HER2+ Breast Cancer: Trastuzumab Deruxtecan Retreatment Options
Confront HER2+ breast cancer with informed decisions. This report analyzes key findings on trastuzumab deruxtecan retreatment options with critical insights for managing interstitial lung disease (ILD), a meaningful side effect. Discover how early steroid intervention dramatically cuts ILD recovery time, a crucial element for patients. Following guidelines, learn the six-week protocol for restarting treatment after grade 1 ILD, and understand why moving trastuzumab deruxtecan to earlier stages requires extra caution. News Directory 3 provides patients and medical professionals with the latest updates. Explore new research and updated protocols on breast cancer in this comprehensive analysis. Discover what’s next concerning ILD management and treatment strategies.
Managing Interstitial Lung Disease with Trastuzumab Deruxtecan in Breast Cancer Treatment
Trastuzumab deruxtecan, an antibody-drug conjugate, has emerged as a significant treatment for HER2-positive breast cancer.

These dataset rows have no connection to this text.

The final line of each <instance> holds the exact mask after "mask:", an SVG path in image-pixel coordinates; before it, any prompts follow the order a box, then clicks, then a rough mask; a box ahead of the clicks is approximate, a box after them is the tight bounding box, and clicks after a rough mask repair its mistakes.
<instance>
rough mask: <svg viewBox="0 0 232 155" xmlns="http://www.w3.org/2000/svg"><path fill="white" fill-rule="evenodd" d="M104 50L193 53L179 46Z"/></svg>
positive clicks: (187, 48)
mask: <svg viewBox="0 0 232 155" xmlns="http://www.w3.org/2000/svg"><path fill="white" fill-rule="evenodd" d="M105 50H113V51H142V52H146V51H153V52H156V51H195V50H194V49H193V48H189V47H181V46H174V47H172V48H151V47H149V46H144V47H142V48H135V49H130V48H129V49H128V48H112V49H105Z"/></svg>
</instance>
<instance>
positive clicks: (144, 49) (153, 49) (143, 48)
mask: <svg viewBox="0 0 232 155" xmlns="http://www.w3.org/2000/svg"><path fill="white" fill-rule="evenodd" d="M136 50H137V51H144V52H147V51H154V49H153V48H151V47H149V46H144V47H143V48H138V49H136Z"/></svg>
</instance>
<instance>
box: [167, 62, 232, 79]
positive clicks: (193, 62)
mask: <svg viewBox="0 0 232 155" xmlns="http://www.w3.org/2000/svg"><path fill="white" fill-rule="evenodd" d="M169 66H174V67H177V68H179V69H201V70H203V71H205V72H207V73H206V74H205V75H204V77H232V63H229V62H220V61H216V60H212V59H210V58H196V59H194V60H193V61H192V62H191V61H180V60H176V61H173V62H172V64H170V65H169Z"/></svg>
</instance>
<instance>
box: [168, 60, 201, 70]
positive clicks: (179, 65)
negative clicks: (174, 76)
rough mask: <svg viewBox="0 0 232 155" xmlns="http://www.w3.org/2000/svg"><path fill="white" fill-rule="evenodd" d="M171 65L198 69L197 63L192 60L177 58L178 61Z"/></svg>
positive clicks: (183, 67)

However,its use is complex by the risk of interstitial lung disease,a perhaps fatal side effect.
Current guidelines recommend discontinuing trastuzumab deruxtecan for patients who develop grade 2 ILD. While retreatment is possible for those with grade 1 ILD, limited data existed on patient outcomes after restarting the medication. Recent research is providing insights into this area.
Hope S. Rugo, MD, division chief of breast medical oncology at city of Hope, presented real-world evidence from five institutions (2017-2024) at the American Society of Clinical Oncology annual meeting on May 30, 2025.The study examined outcomes of patients who were retreated with trastuzumab deruxtecan after recovering from ILD.Preliminary data had been shared at the European Society for Medical Oncology meeting in 2024.
The research indicated no significant differences in demographics, time to ILD onset, rechallenge timing, or recurrent ILD among patients. A key finding highlighted the importance of early steroid use, which reduced recovery time by more then half compared to patients who did not receive steroids.
Rugo outlined a specific protocol for managing grade 1 ILD to facilitate a swift return to therapy. “If the scan shows grade 1 ILD, you start the steroids [and] skip that dose. Then, 3 weeks later, you’ll want to have another scan so that you can get the next treatment on schedule.” This approach results in a six-week interval between doses.
Despite the inclusion of grade 2 ILD cases in the study, Rugo does not advocate for changes to current guidelines. She emphasized the need for caution, stating, ”We need to be ultra safe,” particularly when determining if grade 2 ILD is drug-related. Rugo noted that while trastuzumab deruxtecan is a highly effective ADC, other effective options exist.
Rugo stressed vigilance, especially considering the DESTINY-Breast09 trial results. “As we move the drugs earlier into the course of treatment, we definitely do not want to shorten life or cause significant disability,” she said.
What’s next
Ongoing research will likely focus on refining ILD management strategies and identifying predictive factors for its progress, ensuring safer and more effective use of trastuzumab deruxtecan in earlier lines of breast cancer treatment.